In merito a 'Topolino e la Casa dei Dipinti che Fingono'.
Il tributo alle citate opere di Alfred Hitchcock e di Oscar Wilde, con una spruzzata di Tim Burton, è evidente.
Casty è Artista appassionato, con una sensibilità talmente spiccata da piazzarlo di diritto nell' Olimpo degli Autori Disney di tutti i tempi.
Possiamo perciò divertirci a trovare rimandi e riferimenti ad opere che possano averlo ispirato, ma il risultato della sua elaborazione è de facto originale.
Per quel che può valere, però, condivido in toto le perplessità di Luciochef sulle piccole falle da lui percepite nello sviluppo del plot.
Con la consapevolezza, sia chiaro, che è infinitamente più semplice commentare ex post un' avventura piuttosto che partorirne il soggetto e curarne l' intreccio.
Anzi, sono proprio due attività distanti e incompatibili, essendo quest' ultima l' acme della creatività, mentre l' altra -nella migliore delle ipotesi- un esercizio di stile basato su categorie più o meno analitiche.

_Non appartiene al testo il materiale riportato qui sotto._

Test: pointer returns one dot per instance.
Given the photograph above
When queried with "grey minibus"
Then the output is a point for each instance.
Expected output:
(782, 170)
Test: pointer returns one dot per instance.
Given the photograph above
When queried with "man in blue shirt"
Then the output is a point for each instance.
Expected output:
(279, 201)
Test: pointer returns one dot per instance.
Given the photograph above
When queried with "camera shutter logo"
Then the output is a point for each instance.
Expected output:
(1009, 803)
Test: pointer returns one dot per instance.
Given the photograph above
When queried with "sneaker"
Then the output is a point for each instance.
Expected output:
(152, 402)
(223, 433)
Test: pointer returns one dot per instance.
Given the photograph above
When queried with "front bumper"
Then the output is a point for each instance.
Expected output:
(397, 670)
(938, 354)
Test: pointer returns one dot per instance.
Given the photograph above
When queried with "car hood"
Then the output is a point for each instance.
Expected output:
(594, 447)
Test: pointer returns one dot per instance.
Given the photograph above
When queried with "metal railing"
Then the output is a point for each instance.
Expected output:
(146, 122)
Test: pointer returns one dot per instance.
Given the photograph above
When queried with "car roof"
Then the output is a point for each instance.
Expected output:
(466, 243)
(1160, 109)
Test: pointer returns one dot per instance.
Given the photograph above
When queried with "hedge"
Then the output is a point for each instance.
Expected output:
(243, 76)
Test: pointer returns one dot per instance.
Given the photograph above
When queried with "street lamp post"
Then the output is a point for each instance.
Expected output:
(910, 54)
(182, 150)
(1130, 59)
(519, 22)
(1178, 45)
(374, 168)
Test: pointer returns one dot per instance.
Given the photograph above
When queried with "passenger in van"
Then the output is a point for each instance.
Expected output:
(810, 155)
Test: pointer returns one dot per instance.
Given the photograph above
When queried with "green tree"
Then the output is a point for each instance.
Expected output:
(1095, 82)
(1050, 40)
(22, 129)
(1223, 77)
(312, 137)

In questa avventura di Casty, le zampate del Genio sono tante:
- grafiche, come la citata splash-page della 32.ma tavola, o come le sapienti ombreggiature con cui viene disegnata la villa in vendita;
- narrative, come l' ultima tavola di "alleggerimento", tutt' altro che superflua, ma anzi volta a sottolineare la potenza della conclusione della vicenda di Odoard Crunch decomprimendo l' azione ed accompagnando il lettore verso il finale;
- linguistico-sintattiche, come il godibile, spassoso nome dell' agente immobiliare, o come gli equivoci balloon ("aiuto!") di Pippo dai quali viene richiamato Topolino.
A mio avviso, geniale poi che i soggetti dei quadri non si esauriscano con l' amore non corrisposto rappresentato dalla Ragazza dei Miei Sogni, ma siano arricchiti dal candore fanciullesco / inquietante desolazione espressi dal clown, classico elemento narrativo-letterario del genere orrorifico.
Eppure... eppure... questa avventura non diventa un capolavoro proprio per lo scivolamento verso l' affrettata risoluzione della vicenda e il precipitoso finale.
Il sospetto, come già suggerito, è che il buon Casty abbia dovuto rispettare logiche editoriali che hanno ingabbiato in 35 tavole un plot che avrebbe meritato più ampio respiro.
Per quanto riguarda invece l' inghippo della mancata distruzione dei quadri, della cui esistenza tutti in paese sono al corrente (tavv. 7-8) eccetto Odoard e Susanna (titolare dell' emporio, e quindi ben calata nella realtà locale), trovo che rappresenti proprio il vulnus dell' intera vicenda.
Si è lungamente dibattuto nel merito qui sopra, e forse è solo una questione di sensibilità personale ciò che io e qualche altro riteniamo un inciampo narrativo.
Ma secondo me Casty, perfezionista abituato a meccanismi svizzeri di incastro nelle avventure più "epiche", non può essere scivolato su un intreccio, diciamo così, più alla Frank Capra.
Ho letto -e riletto!- questa sua avventura, ed ogni volta mi viene da esclamare quel che disse Cantor enunciando il suo più famoso teorema : "Lo vedo ma non ci credo!".